July 7, 2015

Words — both good and not so good

1 Samuel 14:1–52, James 3:1–12, Psalm 119:97–120

From a child, most of us learn the hard lesson that our words can get us into trouble. Those who haven’t learned talk too much. Those who have learned are often very quiet people, sometimes to the extent that they are silent when they should speak up.

Our words can work for good, but they can also be harmful. In today’s readings, the Lord prompts me to think of both. First, He reminds me that when He puts an idea on my heart, I should verbalize it. I might have no idea of what will happen, but speaking the thoughts of God can have long-term ramifications.

The example is Saul’s son Jonathan. He was with his father in battle against the Philistines but went out from the rest of the army accompanied by his armor-bearer.

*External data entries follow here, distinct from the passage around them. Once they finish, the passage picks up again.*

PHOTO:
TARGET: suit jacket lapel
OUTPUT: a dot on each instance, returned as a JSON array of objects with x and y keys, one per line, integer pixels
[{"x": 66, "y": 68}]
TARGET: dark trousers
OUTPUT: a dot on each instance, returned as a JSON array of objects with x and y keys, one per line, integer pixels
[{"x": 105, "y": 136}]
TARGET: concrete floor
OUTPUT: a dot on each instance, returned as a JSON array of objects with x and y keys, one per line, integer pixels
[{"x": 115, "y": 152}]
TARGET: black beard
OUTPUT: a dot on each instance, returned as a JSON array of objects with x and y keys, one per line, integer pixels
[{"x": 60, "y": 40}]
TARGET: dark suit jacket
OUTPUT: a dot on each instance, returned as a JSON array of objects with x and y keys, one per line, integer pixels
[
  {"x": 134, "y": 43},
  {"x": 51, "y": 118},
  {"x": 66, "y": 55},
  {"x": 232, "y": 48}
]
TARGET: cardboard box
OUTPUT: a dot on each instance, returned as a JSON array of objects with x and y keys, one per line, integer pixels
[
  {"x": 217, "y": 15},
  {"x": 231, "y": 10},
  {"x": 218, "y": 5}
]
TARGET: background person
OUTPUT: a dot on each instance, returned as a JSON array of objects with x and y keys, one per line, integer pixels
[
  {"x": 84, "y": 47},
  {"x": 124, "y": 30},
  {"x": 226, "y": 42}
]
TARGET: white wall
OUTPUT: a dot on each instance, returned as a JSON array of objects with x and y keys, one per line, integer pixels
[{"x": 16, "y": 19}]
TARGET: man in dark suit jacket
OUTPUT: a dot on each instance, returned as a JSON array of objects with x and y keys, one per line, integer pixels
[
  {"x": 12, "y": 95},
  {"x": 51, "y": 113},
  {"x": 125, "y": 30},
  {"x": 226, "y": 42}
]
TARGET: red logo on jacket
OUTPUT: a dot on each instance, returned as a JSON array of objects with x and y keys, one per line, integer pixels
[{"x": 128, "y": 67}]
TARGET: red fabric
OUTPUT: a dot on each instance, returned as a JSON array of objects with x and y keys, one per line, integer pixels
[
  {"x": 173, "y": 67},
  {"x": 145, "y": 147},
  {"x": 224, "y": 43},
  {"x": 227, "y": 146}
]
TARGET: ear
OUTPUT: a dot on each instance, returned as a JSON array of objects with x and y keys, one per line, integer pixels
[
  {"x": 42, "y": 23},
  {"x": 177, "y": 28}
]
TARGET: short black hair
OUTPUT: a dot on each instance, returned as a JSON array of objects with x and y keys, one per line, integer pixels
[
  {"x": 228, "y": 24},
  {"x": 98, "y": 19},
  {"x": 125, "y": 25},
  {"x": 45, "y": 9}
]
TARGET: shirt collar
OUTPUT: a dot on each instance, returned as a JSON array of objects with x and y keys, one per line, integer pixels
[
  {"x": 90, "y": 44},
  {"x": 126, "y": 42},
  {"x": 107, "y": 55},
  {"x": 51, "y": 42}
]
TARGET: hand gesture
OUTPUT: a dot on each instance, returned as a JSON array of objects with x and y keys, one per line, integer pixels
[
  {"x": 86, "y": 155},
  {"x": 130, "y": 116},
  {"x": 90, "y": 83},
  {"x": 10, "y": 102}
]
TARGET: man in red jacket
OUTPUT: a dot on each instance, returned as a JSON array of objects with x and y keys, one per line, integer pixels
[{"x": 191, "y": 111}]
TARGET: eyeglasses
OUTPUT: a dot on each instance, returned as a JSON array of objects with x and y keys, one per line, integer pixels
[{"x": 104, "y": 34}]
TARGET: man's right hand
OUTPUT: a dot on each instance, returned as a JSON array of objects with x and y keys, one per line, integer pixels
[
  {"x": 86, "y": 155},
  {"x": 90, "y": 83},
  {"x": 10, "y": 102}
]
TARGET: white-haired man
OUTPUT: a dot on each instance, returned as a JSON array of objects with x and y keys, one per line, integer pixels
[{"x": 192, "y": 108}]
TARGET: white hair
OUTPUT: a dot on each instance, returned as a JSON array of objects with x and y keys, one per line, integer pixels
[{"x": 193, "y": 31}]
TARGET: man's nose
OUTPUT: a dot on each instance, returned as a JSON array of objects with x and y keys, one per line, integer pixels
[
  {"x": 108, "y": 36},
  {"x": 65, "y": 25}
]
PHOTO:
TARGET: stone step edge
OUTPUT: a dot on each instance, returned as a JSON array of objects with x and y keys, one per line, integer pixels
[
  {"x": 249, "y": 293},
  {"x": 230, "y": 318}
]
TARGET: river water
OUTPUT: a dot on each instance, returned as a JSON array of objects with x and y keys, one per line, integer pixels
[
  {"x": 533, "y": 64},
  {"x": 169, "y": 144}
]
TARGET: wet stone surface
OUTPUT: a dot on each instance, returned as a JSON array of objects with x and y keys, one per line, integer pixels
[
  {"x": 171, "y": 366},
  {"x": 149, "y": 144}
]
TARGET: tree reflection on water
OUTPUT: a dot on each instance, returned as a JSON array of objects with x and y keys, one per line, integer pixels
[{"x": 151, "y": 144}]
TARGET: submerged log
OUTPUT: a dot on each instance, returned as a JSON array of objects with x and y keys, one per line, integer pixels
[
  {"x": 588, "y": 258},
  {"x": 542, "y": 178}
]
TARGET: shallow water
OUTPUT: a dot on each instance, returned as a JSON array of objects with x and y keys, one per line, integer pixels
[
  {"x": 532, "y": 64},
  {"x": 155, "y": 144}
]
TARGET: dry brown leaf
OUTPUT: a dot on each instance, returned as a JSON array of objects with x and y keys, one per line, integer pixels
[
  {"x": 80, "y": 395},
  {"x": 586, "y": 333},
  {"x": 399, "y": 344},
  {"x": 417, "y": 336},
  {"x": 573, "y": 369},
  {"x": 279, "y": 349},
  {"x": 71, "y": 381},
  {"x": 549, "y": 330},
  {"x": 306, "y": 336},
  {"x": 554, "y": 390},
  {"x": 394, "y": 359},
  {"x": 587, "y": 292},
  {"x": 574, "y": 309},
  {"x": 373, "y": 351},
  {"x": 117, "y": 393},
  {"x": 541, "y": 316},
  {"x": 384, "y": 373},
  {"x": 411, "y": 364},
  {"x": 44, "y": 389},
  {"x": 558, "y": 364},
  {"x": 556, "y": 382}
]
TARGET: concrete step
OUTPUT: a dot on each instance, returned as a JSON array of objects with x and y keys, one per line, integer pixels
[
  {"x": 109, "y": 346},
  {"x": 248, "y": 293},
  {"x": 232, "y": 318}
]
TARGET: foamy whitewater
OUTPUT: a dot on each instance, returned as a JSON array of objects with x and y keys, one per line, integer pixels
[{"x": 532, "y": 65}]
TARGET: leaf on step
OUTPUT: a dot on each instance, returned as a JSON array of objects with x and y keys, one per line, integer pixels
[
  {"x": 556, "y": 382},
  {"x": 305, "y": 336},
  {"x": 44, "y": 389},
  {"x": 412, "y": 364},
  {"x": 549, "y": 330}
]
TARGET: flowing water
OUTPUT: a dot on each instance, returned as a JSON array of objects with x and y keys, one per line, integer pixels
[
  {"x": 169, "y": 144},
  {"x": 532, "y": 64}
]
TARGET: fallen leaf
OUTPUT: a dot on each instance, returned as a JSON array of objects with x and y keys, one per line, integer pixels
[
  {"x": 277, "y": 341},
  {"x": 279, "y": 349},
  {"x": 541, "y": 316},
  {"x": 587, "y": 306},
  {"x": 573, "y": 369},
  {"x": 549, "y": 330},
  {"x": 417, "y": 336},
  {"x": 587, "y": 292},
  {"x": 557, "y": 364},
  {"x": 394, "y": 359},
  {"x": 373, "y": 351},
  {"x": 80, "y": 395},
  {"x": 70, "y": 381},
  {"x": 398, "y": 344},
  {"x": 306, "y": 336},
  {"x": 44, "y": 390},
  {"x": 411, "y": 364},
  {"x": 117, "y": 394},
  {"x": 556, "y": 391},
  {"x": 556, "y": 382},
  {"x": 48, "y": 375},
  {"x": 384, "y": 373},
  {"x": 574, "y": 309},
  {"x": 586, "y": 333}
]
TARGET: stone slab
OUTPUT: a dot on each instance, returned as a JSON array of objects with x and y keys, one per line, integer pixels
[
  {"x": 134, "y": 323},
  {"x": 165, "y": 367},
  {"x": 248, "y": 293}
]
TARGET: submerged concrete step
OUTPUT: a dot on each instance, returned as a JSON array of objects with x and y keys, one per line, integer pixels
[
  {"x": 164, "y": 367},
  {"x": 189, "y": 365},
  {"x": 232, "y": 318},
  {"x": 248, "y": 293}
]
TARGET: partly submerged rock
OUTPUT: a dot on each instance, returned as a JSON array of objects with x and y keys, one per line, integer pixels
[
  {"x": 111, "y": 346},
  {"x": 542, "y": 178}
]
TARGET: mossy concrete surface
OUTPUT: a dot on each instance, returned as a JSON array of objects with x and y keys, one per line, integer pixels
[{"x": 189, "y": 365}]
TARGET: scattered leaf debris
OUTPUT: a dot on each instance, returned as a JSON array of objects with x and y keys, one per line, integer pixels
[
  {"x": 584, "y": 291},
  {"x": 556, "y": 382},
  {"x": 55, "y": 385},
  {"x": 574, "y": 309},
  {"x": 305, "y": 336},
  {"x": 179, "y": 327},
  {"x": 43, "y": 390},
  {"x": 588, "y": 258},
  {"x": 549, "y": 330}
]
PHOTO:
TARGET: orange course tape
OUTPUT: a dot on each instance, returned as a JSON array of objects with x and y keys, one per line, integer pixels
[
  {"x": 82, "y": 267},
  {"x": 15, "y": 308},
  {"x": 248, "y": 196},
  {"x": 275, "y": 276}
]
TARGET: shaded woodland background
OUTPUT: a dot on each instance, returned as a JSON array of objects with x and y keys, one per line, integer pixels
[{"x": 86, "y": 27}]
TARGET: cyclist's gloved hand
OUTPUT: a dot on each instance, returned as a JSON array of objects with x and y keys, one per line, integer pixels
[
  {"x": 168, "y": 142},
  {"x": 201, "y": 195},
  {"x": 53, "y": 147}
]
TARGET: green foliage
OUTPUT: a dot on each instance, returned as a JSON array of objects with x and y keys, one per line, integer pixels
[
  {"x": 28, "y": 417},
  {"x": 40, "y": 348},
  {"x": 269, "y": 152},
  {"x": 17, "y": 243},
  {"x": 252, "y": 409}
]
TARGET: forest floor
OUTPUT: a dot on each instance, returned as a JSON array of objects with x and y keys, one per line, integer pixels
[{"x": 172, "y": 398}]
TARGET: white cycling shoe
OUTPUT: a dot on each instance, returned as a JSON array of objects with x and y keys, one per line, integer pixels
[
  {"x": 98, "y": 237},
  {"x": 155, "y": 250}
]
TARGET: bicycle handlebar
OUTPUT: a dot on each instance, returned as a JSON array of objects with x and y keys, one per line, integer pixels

Jonathan said to the young man who carried his armor, “Come, let us go over to the garrison of these uncircumcised. It may be that the Lord will work for us, for nothing can hinder the Lord from saving by many or by few.” And his armor-bearer said to him, “Do all that is in your heart. Do as you wish. Behold, I am with you heart and soul.” (1 Samuel 14:6–7)

Had Jonathan thought about this before opening his mouth, he may have reconsidered. The Philistine army was large, certainly more than enough to destroy two young men. Yet he said the words, and his companion agreed. They took on at least ten times more than themselves, defeated them, and their bravery motivated the rest of the army. When Saul’s soldiers got into the fray, many of Israel’s enemies were defeated that day — all because Jonathan was not afraid to say what was on his heart, and then follow through by doing it.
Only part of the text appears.